Again, Woolley states: "In another Maya-Cakchiquel document, Annals of the Xahils, the Chay Abah, we learn that the “obsidian stone,” speaks and tells them to go across the sea where they will find their hills and plains, their riches and their government. The translator says that the real meaning of “obsidian stone” is “stone that speaks” or “oracle stone.” He calls the Chay Abah “obsidian stone” because the Quiche-Maya mistakenly called it that, and he decided to use “obsidian stone” to avoid confusion.

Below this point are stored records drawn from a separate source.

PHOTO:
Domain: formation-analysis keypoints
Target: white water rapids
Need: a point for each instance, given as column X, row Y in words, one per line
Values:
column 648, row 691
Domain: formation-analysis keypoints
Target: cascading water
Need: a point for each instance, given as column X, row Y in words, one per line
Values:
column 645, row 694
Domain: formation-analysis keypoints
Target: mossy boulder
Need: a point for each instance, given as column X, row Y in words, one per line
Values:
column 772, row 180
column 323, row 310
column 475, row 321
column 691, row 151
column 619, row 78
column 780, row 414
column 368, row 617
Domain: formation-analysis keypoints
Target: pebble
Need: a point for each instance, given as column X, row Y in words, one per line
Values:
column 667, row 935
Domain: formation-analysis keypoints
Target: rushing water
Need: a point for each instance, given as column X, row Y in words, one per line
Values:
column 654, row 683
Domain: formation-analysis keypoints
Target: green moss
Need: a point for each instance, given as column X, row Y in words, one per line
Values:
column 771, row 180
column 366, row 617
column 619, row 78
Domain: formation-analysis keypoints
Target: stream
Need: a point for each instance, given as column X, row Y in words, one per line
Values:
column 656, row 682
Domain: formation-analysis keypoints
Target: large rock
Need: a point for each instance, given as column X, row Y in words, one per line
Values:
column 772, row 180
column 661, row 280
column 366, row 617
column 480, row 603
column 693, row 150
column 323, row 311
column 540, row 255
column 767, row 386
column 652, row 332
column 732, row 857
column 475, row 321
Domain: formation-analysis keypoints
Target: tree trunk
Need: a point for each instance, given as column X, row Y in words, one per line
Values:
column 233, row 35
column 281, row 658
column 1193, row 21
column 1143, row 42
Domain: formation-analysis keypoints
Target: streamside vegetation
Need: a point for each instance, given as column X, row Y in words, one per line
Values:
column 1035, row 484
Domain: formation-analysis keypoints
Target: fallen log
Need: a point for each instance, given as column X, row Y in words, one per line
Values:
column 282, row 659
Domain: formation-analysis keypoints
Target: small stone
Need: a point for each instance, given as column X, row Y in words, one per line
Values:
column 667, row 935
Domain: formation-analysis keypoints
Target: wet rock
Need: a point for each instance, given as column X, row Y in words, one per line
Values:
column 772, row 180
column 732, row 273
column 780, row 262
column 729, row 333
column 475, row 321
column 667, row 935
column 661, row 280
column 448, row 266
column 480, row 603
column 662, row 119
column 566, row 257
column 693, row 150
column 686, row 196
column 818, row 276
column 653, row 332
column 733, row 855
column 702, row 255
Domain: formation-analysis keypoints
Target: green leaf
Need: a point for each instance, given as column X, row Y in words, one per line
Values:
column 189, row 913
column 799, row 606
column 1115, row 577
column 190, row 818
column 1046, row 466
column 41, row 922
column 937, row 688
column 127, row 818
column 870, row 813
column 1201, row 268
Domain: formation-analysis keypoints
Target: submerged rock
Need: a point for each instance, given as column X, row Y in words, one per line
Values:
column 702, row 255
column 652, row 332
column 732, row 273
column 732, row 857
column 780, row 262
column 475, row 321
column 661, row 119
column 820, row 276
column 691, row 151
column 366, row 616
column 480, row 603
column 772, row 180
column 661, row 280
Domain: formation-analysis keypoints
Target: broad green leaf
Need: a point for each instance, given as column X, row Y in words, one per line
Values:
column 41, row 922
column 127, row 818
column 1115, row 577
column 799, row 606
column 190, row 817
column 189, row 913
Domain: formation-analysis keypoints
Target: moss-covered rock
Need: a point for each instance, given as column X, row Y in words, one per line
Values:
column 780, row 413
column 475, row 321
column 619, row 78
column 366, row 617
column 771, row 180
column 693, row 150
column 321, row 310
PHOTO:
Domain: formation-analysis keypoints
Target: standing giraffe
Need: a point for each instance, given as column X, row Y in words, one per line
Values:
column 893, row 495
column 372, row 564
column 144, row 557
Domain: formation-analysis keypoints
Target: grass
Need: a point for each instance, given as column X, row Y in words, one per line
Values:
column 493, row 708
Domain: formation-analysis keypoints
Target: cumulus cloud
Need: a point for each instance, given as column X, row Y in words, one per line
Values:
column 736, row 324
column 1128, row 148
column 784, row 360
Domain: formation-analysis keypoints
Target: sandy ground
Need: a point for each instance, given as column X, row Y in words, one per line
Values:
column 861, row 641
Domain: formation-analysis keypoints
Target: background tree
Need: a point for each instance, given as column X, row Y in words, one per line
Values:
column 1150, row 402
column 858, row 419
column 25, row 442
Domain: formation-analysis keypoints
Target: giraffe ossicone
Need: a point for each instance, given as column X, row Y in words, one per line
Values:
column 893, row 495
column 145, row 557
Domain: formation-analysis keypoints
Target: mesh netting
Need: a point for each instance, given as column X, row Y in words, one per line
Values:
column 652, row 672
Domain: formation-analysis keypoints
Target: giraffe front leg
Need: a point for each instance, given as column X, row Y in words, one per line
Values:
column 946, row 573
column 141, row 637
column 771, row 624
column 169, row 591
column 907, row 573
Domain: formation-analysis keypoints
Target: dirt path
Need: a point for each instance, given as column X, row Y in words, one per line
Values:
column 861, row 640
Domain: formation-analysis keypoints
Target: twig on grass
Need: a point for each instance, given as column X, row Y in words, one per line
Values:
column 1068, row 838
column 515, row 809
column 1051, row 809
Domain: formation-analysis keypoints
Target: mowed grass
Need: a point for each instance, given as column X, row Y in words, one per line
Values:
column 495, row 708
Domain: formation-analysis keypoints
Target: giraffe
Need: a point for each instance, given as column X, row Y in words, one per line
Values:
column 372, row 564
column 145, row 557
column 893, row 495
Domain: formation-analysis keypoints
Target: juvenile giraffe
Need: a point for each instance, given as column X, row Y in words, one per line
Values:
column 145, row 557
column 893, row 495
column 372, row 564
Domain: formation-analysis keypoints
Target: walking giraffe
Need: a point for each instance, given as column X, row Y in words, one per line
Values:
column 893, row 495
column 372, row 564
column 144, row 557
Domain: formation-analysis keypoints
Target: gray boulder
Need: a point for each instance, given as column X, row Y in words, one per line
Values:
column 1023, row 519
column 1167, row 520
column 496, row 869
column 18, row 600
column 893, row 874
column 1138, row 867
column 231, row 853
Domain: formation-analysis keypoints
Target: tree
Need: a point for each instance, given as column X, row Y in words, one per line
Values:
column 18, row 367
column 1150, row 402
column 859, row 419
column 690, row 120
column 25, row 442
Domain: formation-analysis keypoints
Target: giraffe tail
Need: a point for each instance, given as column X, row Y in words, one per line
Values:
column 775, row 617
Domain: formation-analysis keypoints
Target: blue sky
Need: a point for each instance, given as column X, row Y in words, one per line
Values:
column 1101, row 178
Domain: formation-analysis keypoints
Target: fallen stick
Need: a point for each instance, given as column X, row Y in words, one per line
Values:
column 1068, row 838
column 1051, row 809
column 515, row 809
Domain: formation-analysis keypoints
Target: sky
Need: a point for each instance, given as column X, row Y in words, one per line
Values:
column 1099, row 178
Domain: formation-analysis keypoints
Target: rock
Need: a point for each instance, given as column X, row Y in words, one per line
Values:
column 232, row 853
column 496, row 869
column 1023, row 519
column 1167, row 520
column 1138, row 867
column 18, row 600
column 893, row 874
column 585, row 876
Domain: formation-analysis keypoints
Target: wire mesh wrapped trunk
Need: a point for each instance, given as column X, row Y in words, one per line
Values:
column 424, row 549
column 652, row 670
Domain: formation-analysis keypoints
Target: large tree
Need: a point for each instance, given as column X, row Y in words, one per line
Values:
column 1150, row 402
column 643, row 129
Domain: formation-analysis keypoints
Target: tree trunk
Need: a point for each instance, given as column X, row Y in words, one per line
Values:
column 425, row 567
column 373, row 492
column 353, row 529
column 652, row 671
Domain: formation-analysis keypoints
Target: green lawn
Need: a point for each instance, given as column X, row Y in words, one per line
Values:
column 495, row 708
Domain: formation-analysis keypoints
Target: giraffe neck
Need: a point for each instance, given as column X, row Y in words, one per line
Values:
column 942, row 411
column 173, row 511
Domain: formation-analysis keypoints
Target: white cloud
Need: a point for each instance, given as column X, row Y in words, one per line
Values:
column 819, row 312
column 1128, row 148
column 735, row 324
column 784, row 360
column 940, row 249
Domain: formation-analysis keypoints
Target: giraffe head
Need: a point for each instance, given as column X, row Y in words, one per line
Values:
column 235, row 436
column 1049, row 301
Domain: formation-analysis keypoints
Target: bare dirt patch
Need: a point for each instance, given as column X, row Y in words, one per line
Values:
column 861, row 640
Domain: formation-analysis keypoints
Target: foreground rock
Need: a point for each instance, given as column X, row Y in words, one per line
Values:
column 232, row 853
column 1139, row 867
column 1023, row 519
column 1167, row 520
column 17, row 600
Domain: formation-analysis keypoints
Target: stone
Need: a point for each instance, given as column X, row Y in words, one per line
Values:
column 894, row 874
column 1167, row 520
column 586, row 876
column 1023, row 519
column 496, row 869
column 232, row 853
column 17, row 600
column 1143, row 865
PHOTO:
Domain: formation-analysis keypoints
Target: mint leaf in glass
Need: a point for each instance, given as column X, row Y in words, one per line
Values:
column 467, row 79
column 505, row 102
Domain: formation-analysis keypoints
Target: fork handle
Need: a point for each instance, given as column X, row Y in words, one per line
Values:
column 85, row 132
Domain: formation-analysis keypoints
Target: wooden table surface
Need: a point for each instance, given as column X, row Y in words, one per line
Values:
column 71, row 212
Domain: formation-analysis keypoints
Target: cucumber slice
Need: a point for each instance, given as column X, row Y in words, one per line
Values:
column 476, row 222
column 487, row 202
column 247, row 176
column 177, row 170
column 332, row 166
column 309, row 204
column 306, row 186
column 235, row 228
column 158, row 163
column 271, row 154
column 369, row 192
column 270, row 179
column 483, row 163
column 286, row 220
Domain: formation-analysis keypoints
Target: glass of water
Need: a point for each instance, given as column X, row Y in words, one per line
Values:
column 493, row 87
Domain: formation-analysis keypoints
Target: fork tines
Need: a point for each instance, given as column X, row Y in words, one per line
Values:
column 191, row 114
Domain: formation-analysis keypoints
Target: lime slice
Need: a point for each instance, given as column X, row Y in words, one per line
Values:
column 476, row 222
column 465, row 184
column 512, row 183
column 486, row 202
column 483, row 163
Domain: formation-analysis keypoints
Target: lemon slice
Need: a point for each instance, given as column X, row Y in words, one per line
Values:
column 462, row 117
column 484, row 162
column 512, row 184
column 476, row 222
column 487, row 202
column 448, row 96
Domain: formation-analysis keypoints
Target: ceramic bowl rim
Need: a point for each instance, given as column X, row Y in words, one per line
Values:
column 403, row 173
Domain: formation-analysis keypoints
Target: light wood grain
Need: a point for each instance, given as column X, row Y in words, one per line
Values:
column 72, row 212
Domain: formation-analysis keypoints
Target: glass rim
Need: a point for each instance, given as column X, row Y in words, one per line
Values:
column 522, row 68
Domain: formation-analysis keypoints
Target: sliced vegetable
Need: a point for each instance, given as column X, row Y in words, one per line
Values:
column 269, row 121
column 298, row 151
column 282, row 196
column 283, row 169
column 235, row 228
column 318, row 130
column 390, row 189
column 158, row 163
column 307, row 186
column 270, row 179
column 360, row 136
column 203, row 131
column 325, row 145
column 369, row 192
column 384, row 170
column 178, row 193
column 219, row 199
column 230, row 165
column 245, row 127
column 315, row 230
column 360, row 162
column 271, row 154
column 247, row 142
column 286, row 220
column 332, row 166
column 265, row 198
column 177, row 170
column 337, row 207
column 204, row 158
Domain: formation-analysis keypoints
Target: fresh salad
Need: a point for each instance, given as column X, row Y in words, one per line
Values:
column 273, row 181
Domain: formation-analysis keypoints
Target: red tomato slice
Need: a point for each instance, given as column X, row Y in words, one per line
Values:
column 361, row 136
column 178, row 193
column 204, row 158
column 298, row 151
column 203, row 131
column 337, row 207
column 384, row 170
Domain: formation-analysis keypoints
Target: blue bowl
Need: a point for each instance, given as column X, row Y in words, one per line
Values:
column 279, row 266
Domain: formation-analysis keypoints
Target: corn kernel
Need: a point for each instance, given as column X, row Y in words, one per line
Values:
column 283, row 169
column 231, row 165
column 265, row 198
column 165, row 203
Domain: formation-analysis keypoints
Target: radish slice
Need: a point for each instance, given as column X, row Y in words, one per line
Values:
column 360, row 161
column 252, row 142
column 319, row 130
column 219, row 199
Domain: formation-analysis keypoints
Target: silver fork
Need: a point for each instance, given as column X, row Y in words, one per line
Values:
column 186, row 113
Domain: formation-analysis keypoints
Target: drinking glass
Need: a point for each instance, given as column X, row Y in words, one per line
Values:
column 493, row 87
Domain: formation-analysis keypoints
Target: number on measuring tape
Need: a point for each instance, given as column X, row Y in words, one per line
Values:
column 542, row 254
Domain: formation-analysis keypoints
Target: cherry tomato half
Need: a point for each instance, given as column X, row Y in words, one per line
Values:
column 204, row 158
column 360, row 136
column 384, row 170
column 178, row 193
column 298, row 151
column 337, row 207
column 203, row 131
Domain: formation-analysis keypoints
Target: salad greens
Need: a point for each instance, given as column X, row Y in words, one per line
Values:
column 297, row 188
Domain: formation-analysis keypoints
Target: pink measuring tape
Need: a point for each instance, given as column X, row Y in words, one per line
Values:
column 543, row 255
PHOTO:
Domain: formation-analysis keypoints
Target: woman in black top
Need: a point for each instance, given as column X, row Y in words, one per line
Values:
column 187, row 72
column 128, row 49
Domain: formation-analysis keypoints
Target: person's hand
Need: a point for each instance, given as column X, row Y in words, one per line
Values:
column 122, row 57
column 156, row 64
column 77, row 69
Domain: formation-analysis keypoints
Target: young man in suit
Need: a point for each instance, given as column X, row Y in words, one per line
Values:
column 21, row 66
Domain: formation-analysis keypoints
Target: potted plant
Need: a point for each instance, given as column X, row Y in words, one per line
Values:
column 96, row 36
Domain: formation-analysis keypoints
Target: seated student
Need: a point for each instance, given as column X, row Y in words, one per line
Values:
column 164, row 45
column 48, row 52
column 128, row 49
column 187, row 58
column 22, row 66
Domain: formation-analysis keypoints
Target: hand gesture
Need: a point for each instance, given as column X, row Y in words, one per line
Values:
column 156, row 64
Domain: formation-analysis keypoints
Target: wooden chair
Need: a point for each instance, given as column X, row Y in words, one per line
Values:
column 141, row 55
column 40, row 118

This same account of Annals of the Xahils, the Chay Abah, it tells that their ancestor was referred to by the others as “our younger brother” (Miguel Angel Asturias and J. M. Gonzalez de Mendoza (translators) “Anales De Los Xahil de Los Indios Cakchiqueles,” The National Press, Guatemala City, 1937, p12). 
    “Then we arrived at the border of the sea. All the warriors of the tribes met together at the border of the sea. Then the hearts of many were consumed in anguish. We can’t cross, and isn’t it said that we have to cross the sea, said all the warriors of the seven tribes.
    ‘Who will tell us how to cross the sea? Oh, our younger brother, you are our hope,’ they all said. We told them, “Go, oh, our older brothers. Yes, how are we going to cross this?” We all said. Then they all said, “have pity on us, oh our younger brother because we are spread along the seashore and can’t see [the promised] hills and plains. As soon as we went to sleep, we were defeated, we the two firstborn sons, we the hill tops, we the heads, we the first warriors of the seven tribes, oh my younger brother...don’t kill us.”
    According to Maya scholars, it is a traditional belief that the Maya descended from seven tribes or lineages, as is found in the Book of Mormon, which also describes seven tribes or lineages descending from Lehi. Ross Christensen explained  that there were not just two groups descended from Lehi, but seven in an article in the New Era in 1975. “These lineages are listed in three different places in the Nephite record and they are always given in precisely the same order. They appear a fourth time in the Doctrine and Covenants.”
These seven lineages are: Nephites, Jacobites, Josephites and Zoramites, known collectively as Nephites; and Lamanites, Lemuelites and Ishmaelites, known collectively as Lamanites. These are found in Jacob 1:13 (about 543 B.C.), 4 Nephi 36-38 (231 A.D.), Mormon 1:8 (323 A.D.), and in D&C 3:16-18 (1828 A.D.)